14 dead in San Diego hepatitis A outbreak affecting homeless community

Some people in San Diego's homeless community said they slept a little easier after police arrested a suspect in a deadly series of attacks on the homeless. This year has seen a hepatitis A outbreak that has greatly impacted the city's homeless community. Screen shot: YouTube/KPBS News

Aug. 29 (UPI) — At least 14 people have died of hepatitis A in San Diego this year during an outbreak that has greatly impacted the city’s homeless community, according to county officials.

In a report by the San Diego Health & Human Services Agency, officials said the majority of people who have contracted hepatitis A are “homeless and/or illicit drug users, although some cases have been neither.”

“The outbreak is being spread person-to-person and through contact with a fecally contaminated environment,” the report said. “No common sources of food, beverage or drugs have been identified that have contributed to this outbreak, though investigation is ongoing.”

Since November 2016, the agency documented 352 cases of hepatitis A, resulting in 14 deaths and 264 hospitalizations. In San Diego between 2012 and 2016, the county averaged only 28 acute hepatitis A cases throughout the entirety of each year.

In just the past week, San Diego County has confirmed 19 new cases and 32 new hospitalizations, reported the San Diego Tribune. Those numbers are greater than every single-state hepatitis outbreak documented by the U.S. Center for Disease Control and Prevention’s foodborne illness-tracking database since 1998.

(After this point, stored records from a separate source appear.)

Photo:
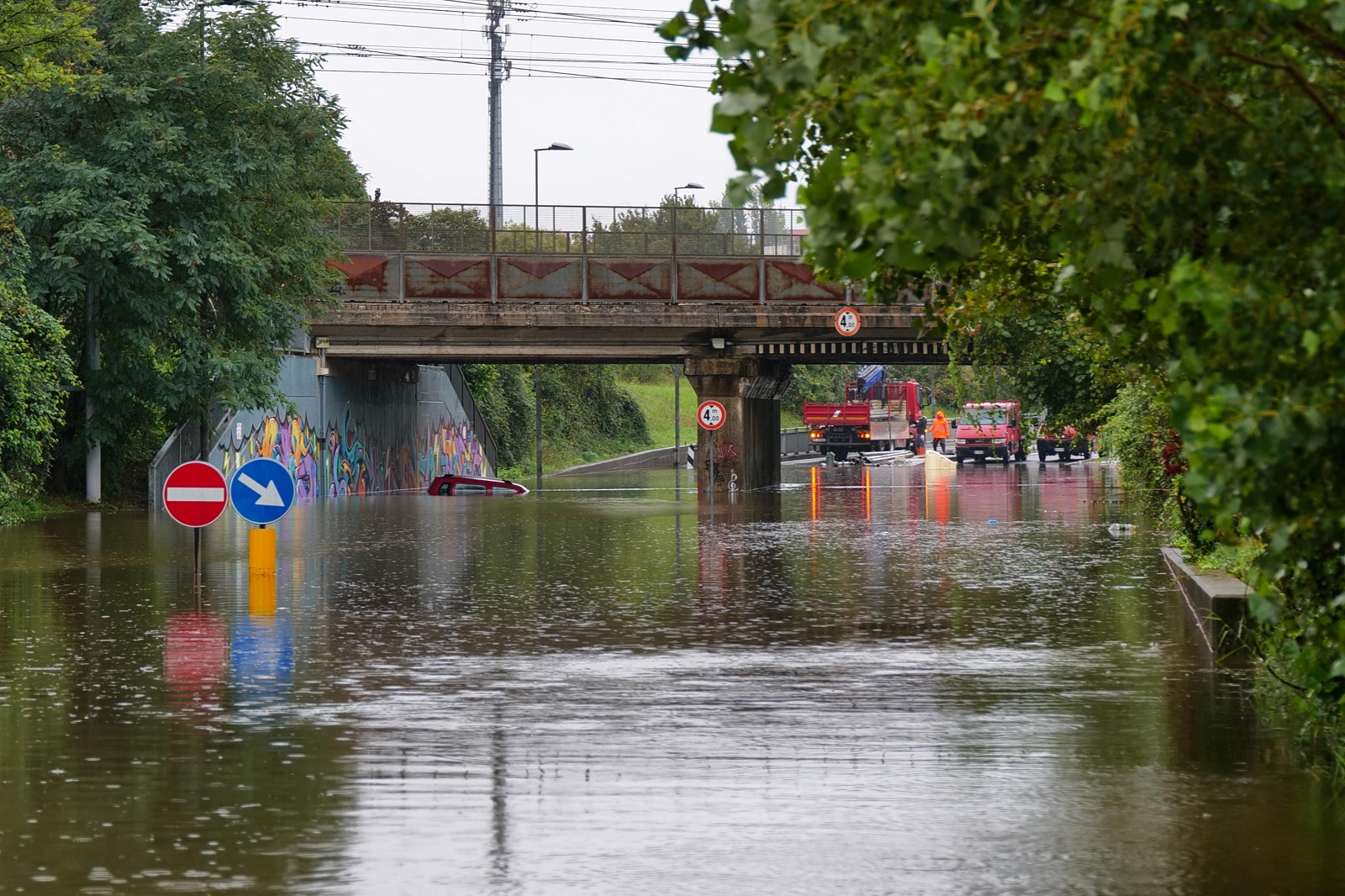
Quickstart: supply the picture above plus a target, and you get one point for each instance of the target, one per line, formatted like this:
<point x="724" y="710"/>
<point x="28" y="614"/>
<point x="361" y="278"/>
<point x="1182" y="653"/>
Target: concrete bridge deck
<point x="439" y="282"/>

An increasing number of homeless people living and eating in unsanitary conditions could be the cause for the outbreak in San Diego, according to Dr. Rohit Loomba, director of hepatology at the University of California at San Diego.

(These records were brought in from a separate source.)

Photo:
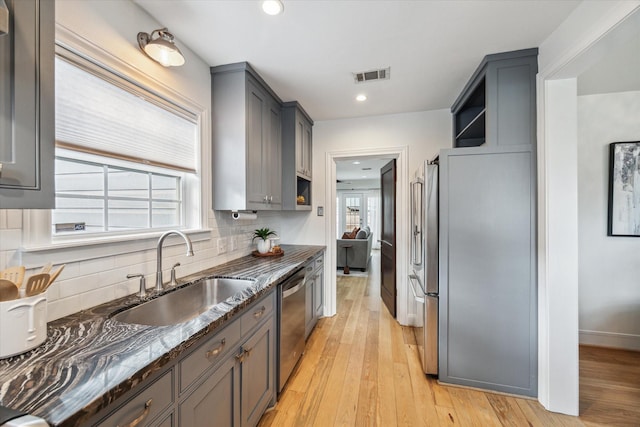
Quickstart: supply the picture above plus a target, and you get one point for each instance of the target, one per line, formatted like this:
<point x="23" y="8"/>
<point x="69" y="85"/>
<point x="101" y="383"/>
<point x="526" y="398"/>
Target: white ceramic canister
<point x="23" y="324"/>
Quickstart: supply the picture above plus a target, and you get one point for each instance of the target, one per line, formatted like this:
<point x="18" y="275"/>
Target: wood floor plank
<point x="423" y="398"/>
<point x="361" y="368"/>
<point x="507" y="410"/>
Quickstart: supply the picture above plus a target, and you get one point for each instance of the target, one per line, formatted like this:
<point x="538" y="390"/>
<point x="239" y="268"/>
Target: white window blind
<point x="102" y="117"/>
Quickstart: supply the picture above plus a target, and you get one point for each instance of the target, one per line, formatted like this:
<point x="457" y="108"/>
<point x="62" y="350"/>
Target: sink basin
<point x="183" y="304"/>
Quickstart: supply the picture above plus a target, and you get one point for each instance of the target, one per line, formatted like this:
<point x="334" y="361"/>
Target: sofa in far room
<point x="359" y="254"/>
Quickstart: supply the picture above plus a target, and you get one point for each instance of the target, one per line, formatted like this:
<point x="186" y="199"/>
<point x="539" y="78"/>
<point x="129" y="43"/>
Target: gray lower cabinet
<point x="314" y="298"/>
<point x="144" y="408"/>
<point x="227" y="381"/>
<point x="27" y="106"/>
<point x="488" y="294"/>
<point x="247" y="140"/>
<point x="216" y="401"/>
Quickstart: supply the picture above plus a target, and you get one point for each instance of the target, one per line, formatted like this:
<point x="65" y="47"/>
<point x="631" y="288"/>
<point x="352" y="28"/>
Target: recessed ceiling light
<point x="272" y="7"/>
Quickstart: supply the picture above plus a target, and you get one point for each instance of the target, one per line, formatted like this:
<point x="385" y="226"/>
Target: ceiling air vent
<point x="367" y="76"/>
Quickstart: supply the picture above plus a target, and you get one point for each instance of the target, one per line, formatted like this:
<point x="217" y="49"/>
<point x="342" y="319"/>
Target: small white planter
<point x="263" y="246"/>
<point x="23" y="324"/>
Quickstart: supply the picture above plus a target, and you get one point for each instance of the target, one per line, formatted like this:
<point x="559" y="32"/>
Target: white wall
<point x="422" y="134"/>
<point x="609" y="267"/>
<point x="95" y="274"/>
<point x="582" y="40"/>
<point x="425" y="133"/>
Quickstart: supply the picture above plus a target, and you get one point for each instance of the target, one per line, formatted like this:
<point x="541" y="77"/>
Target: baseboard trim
<point x="610" y="339"/>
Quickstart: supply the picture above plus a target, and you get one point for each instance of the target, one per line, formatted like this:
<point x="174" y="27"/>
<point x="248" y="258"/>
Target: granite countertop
<point x="89" y="359"/>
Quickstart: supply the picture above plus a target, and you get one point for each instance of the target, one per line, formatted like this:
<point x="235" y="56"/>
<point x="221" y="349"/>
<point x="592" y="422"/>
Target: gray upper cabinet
<point x="297" y="137"/>
<point x="247" y="140"/>
<point x="27" y="106"/>
<point x="497" y="106"/>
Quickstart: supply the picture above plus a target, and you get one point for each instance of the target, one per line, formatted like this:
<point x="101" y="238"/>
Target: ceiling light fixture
<point x="162" y="49"/>
<point x="272" y="7"/>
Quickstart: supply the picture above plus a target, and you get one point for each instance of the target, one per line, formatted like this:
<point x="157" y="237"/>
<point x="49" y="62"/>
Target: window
<point x="125" y="157"/>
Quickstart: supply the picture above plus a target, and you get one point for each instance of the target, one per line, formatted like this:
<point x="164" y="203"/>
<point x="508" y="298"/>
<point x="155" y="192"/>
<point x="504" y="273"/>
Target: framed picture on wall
<point x="624" y="189"/>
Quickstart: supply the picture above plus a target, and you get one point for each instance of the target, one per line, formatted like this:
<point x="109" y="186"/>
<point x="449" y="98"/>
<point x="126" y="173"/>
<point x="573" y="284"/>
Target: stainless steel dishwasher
<point x="291" y="309"/>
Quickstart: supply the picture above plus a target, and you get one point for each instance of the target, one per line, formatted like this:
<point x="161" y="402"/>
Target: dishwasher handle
<point x="290" y="291"/>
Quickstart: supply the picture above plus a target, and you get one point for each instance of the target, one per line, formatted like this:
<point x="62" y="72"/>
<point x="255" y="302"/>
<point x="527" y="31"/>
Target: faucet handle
<point x="142" y="293"/>
<point x="173" y="281"/>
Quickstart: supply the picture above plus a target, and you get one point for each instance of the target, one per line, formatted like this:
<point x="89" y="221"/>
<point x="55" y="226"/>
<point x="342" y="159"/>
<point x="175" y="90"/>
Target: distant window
<point x="125" y="158"/>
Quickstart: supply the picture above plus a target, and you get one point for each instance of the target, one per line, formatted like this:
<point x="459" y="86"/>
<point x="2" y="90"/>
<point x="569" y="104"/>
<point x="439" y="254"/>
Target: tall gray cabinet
<point x="247" y="139"/>
<point x="27" y="106"/>
<point x="488" y="305"/>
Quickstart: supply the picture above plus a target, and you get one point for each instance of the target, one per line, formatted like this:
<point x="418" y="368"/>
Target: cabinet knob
<point x="216" y="351"/>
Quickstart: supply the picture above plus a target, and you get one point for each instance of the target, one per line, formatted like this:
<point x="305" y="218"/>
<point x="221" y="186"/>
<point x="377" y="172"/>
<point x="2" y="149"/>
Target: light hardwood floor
<point x="361" y="368"/>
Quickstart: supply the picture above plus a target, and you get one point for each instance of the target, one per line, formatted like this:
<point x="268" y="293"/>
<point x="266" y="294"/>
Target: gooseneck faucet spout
<point x="159" y="285"/>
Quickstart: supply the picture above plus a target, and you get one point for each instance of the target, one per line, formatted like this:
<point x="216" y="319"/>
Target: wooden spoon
<point x="37" y="284"/>
<point x="15" y="274"/>
<point x="47" y="267"/>
<point x="8" y="290"/>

“My gut feeling is it was a common source where somebody might have given food to a group of homeless individuals,” Loomba told the Guardian.

Loombba explained that once the disease got into the population, it could have spread through personal contact.

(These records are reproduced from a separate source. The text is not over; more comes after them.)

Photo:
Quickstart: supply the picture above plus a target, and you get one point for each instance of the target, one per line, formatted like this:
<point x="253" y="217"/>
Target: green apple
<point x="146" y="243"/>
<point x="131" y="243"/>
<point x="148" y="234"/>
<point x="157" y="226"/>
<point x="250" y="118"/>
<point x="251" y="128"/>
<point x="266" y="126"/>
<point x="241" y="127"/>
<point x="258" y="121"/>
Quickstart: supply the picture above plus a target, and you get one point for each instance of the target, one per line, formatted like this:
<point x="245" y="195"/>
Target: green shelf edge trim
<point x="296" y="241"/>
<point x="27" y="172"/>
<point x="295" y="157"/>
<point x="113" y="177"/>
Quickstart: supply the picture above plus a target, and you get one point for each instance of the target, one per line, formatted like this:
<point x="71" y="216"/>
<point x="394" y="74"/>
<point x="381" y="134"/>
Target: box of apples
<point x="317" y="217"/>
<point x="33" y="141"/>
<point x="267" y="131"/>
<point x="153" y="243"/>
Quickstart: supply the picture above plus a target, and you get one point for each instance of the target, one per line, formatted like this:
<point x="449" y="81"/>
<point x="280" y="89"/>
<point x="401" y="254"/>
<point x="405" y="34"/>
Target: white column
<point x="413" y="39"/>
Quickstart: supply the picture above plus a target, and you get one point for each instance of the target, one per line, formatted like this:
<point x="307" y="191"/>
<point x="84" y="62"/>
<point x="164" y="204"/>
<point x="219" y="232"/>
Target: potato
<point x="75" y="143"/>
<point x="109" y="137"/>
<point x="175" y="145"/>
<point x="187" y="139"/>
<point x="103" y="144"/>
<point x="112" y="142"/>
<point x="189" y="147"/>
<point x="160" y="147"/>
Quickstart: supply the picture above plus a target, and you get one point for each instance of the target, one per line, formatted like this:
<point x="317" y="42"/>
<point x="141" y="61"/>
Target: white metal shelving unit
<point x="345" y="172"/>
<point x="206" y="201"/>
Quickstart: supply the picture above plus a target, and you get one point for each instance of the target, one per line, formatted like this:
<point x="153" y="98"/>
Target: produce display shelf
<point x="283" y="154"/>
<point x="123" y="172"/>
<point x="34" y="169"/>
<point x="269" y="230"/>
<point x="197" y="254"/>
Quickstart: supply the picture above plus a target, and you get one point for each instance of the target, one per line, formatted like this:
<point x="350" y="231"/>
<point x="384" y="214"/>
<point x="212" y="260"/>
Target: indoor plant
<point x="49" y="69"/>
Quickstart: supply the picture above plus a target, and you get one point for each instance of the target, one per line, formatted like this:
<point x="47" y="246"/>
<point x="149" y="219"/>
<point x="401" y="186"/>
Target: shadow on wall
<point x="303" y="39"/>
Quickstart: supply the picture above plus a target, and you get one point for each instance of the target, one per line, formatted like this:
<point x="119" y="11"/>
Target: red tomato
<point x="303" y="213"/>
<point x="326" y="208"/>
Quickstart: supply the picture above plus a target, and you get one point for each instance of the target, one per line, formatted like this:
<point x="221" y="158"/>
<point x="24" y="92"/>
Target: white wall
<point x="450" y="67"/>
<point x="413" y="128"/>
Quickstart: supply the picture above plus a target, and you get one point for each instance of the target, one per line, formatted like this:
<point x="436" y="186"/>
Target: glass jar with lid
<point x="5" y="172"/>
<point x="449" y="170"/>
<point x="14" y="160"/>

“They don’t have a clean water supply to wash their hands, and once they have hepatitis A, then they become a source for another person,” he said.

Hepatitis A is a liver infection caused by the Hepatitis A virus (HAV) and is highly contagious, according to the San Diego HHSA. An infection can cause liver disease that lasts several weeks or months. It can also cause death. It spreads through touching objects or eating food handled by somebody with hepatitis A, as well as through sexual contact.

In an effort to prevent more infections, San Diego County has taken measures to make hand-washing more available to homeless people. But some complain that this should have been done with county officials were first aware of an outbreak months ago.

“I’m no expert on proper responses to public health crises or viral outbreaks, but what I do see a pattern of is a lack of urgency when it involves homeless people, and this really seems to be no different,” said homeless advocate Michael McConnell. “How hard is it to make sure there’s additional hand-washing stations?”